Data source should be selected based on application. As mentioned above, biomedical knowledge extracted from different data sources have different focuses and distributions. We should thus select data source based on its real application. Web-generated data is most suited for building symptom checkers for patients searching the Internet for medical information. Patient encounter data is most suited to build medical diagnostic services for general practitioners to provide decision support. Biomedical literature data and patient encounter data of patients admitted to a hospital for emergent or urgent care are most suited to be used in the face of complex diseases or severe conditions. A way of integrating results from different data sources for medical diagnostic systems is that we group diseases or conditions into different categories, such as ‘self-care appropriate’, ‘requires non-emergent care’, and ‘requires emergent case’, and use different medical knowledge from different data sources for diseases or conditions of different categories to achieve the best performance.

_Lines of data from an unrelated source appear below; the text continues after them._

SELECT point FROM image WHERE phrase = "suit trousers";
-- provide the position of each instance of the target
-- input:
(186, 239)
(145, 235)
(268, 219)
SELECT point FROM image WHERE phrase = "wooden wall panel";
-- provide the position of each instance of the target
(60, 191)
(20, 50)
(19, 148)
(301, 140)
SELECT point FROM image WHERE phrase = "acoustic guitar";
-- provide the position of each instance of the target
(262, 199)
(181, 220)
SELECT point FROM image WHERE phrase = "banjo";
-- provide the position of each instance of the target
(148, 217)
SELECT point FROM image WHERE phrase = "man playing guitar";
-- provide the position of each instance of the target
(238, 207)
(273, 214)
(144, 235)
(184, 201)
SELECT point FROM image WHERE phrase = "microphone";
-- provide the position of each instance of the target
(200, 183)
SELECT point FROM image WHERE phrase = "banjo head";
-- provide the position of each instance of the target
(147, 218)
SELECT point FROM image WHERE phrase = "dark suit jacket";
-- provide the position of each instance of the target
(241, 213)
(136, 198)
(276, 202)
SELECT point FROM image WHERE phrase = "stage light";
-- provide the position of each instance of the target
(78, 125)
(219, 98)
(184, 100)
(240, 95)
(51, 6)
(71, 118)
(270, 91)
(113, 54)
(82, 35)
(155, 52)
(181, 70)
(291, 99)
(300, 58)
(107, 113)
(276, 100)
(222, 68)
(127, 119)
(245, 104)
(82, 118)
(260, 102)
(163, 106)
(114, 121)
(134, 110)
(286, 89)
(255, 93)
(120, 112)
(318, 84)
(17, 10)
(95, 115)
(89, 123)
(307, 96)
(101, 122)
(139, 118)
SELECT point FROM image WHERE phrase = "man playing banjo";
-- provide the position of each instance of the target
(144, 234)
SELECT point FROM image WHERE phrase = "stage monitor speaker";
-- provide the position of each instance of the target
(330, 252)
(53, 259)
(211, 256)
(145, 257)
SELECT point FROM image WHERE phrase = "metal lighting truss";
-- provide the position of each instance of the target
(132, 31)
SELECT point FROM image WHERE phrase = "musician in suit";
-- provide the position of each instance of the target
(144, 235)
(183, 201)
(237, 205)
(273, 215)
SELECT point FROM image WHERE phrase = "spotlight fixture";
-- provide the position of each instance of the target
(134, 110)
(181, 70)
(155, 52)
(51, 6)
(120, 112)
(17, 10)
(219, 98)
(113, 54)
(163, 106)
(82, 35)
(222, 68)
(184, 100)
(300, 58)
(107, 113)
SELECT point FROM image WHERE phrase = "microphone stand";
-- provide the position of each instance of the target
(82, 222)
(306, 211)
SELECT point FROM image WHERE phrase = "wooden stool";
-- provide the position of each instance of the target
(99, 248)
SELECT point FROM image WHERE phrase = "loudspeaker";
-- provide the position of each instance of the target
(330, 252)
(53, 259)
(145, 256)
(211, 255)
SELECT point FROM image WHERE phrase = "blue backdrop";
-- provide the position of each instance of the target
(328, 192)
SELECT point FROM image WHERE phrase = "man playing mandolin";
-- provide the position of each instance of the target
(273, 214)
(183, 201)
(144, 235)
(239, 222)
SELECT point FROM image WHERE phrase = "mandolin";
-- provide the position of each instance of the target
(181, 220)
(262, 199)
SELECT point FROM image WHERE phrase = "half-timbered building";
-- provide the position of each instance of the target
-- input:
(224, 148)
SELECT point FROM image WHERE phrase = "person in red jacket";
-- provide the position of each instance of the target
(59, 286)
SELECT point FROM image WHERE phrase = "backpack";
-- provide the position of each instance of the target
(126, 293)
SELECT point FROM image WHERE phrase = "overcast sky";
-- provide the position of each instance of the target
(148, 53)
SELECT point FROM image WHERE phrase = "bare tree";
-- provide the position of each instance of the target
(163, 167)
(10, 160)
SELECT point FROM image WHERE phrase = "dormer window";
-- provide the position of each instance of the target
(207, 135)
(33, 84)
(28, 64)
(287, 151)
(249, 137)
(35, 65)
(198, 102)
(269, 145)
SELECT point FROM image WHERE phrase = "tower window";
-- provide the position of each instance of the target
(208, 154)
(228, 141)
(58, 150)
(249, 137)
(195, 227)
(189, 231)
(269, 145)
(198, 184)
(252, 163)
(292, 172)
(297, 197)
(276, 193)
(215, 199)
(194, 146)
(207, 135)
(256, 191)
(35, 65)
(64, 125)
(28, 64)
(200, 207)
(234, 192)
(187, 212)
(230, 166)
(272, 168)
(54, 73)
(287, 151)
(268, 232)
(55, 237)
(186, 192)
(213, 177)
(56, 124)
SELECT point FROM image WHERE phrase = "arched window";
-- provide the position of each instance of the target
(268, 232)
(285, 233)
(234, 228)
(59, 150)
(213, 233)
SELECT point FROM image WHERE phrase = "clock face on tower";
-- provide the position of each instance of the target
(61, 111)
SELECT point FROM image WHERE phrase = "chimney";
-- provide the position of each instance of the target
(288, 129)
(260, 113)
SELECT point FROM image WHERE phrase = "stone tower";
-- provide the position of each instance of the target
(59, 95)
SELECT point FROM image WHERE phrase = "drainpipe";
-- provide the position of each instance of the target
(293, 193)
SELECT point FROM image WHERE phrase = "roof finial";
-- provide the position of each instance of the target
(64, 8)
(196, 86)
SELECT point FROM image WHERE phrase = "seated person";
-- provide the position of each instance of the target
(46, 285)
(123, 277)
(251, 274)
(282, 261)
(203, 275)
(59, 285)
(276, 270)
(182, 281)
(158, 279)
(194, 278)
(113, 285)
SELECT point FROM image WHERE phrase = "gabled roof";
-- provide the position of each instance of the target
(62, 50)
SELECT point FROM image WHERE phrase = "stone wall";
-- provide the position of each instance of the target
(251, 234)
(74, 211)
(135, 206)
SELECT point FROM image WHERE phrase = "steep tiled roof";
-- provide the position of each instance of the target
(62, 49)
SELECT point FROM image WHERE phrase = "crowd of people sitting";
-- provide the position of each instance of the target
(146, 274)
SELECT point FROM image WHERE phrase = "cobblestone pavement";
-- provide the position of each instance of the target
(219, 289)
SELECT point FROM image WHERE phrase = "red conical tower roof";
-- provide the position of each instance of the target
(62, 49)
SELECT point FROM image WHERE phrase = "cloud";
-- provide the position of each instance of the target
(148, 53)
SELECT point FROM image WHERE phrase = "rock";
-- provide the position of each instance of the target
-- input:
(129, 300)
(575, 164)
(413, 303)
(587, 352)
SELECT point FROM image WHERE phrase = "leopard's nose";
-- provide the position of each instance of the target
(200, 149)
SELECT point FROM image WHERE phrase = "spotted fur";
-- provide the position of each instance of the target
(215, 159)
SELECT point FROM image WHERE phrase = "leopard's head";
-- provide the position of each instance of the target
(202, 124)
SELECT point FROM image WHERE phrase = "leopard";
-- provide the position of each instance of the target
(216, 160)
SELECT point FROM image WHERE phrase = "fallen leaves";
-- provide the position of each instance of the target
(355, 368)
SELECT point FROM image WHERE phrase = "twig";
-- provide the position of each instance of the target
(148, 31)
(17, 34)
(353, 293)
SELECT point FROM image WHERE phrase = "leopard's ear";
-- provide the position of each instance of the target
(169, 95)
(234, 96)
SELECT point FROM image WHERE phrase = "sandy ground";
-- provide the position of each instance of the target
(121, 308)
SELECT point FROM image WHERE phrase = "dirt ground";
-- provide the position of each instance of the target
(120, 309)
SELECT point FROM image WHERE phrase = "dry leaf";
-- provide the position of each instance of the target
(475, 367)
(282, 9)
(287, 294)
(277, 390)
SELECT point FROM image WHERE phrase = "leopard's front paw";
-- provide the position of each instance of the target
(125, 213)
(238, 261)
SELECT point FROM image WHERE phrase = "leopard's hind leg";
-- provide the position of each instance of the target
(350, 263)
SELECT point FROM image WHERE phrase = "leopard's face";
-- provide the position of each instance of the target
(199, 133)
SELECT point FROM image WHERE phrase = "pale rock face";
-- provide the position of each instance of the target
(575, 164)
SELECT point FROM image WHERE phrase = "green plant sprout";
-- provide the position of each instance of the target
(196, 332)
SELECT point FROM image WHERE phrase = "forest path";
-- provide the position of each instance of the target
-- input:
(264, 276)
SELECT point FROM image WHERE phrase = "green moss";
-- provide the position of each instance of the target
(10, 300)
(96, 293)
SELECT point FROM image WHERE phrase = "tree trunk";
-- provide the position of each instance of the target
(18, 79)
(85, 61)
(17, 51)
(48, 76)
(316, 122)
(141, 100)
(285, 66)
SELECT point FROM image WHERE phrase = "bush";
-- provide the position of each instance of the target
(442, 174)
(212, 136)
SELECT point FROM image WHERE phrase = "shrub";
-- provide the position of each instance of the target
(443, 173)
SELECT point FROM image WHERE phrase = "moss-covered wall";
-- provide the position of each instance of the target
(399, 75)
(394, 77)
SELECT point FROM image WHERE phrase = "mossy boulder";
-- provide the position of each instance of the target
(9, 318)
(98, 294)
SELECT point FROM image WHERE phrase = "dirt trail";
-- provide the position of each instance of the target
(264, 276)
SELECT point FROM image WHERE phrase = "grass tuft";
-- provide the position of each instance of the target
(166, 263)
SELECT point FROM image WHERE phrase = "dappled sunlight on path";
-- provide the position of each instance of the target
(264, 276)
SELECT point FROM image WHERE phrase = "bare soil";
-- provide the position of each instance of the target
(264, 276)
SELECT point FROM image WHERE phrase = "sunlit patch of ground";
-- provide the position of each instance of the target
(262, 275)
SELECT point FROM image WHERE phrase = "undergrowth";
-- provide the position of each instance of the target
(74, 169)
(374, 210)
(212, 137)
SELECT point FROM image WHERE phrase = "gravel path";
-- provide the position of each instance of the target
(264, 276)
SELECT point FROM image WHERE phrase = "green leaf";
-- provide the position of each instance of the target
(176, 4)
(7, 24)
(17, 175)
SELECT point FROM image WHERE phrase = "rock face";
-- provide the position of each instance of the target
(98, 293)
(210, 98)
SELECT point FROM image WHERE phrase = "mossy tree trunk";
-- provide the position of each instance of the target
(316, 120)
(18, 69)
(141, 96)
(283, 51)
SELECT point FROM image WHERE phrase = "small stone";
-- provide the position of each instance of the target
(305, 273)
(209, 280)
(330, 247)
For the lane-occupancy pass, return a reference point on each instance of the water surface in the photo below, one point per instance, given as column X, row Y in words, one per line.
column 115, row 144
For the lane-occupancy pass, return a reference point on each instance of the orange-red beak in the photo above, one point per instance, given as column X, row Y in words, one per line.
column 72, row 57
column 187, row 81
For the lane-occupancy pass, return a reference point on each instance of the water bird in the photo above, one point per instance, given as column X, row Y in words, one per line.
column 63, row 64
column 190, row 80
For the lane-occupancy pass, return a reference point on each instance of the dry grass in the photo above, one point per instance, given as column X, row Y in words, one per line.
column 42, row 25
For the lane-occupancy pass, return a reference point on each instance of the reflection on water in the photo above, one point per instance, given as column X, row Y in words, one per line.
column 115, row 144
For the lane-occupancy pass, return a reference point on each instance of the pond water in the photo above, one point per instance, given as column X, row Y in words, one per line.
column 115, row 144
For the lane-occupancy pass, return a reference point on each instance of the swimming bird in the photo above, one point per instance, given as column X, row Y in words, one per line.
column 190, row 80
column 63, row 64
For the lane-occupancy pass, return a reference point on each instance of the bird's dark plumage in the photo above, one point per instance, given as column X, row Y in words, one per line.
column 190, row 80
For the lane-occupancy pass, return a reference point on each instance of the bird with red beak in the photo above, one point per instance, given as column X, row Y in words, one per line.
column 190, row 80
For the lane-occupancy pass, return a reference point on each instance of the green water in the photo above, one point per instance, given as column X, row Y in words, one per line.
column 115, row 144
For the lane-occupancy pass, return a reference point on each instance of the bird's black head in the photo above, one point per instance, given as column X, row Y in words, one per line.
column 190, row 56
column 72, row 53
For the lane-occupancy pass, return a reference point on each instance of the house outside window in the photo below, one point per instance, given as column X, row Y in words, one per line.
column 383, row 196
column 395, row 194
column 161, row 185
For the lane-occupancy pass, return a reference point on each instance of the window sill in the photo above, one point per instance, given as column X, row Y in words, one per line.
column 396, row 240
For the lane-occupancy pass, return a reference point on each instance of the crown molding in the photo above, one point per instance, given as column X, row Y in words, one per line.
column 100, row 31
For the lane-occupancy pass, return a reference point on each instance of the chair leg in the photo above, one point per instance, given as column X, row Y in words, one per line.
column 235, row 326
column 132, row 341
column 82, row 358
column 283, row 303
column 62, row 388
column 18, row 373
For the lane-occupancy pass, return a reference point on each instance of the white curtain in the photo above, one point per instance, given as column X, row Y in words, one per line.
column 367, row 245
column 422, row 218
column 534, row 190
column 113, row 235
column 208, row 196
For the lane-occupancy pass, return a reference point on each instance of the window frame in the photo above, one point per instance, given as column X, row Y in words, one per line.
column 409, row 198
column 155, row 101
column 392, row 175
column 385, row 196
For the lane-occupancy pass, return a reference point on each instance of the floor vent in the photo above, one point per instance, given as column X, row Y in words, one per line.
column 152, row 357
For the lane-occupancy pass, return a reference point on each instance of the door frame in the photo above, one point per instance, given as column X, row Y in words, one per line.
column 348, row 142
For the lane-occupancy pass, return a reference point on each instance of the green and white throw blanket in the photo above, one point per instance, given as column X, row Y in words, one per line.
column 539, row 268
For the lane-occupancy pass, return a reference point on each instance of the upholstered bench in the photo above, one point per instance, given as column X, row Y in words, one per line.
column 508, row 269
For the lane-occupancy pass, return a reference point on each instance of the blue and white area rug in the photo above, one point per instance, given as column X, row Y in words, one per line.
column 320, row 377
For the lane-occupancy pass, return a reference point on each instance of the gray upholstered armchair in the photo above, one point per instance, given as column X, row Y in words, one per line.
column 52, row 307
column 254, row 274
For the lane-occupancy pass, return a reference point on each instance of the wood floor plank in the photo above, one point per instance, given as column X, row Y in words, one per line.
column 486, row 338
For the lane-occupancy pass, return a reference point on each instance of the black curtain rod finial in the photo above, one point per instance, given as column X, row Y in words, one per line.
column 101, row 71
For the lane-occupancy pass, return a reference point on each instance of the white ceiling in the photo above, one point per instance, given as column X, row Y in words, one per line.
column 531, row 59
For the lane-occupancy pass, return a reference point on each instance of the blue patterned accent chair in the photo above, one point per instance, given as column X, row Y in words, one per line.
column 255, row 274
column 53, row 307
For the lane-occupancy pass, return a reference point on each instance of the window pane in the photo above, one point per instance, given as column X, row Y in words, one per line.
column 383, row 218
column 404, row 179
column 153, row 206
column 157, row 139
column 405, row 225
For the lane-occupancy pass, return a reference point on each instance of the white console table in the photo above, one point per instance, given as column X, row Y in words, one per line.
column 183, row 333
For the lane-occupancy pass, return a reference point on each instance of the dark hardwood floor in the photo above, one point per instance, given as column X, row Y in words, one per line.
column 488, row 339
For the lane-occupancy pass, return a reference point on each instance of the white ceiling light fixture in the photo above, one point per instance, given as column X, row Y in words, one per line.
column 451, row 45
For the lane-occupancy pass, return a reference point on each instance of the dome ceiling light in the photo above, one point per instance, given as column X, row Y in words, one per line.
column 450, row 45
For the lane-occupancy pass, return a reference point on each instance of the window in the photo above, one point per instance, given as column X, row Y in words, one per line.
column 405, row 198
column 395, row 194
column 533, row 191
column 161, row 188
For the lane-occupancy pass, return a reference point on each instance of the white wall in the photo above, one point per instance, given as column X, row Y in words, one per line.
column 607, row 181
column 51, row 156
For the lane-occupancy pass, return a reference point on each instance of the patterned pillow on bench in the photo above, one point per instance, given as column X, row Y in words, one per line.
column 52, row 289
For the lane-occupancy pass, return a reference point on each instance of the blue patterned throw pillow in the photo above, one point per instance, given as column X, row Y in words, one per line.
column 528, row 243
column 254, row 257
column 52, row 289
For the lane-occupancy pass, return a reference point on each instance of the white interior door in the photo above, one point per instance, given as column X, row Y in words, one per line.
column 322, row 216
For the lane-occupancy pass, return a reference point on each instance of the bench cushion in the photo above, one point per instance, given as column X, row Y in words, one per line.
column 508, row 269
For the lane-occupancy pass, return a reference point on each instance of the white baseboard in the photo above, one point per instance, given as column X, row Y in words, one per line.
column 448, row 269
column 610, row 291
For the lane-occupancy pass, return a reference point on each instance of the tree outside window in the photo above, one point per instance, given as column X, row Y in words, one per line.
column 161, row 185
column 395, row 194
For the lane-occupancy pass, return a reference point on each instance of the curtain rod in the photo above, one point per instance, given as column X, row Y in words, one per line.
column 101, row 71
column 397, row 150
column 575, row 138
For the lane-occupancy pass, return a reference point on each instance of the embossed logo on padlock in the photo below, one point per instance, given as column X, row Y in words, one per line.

Disease diagnosis algorithm. In this work, we used Naïve Bayes to rank the relative probability of candidate diseases to get the most probable ones. This approach is proven useful but can be improved by calculating the absolute disease probability. The intuition is that, in two diagnostic processes, the top-ranking disease could have a probability of 99%, indicating high confidence, and could also have a probability of 1%, indicating low confidence. As a result, future exploration on calculating the absolute probability of diseases while having the symptoms is still needed.
Conclusion
Here we present a study on mining disease-symptom relation from massive biomedical literature and constructing biomedical knowledge graph from the relation. Its improvements over previous disease-symptom relation mining work include its consideration of the concepts’ hierarchy information in medical entity association discovery and its design of more exquisite relationship with weights between entities for knowledge graph construction. The medical diagnostic system for severe disease diagnosis implemented based on the constructed knowledge graph achieved the best performance compared to all other methods.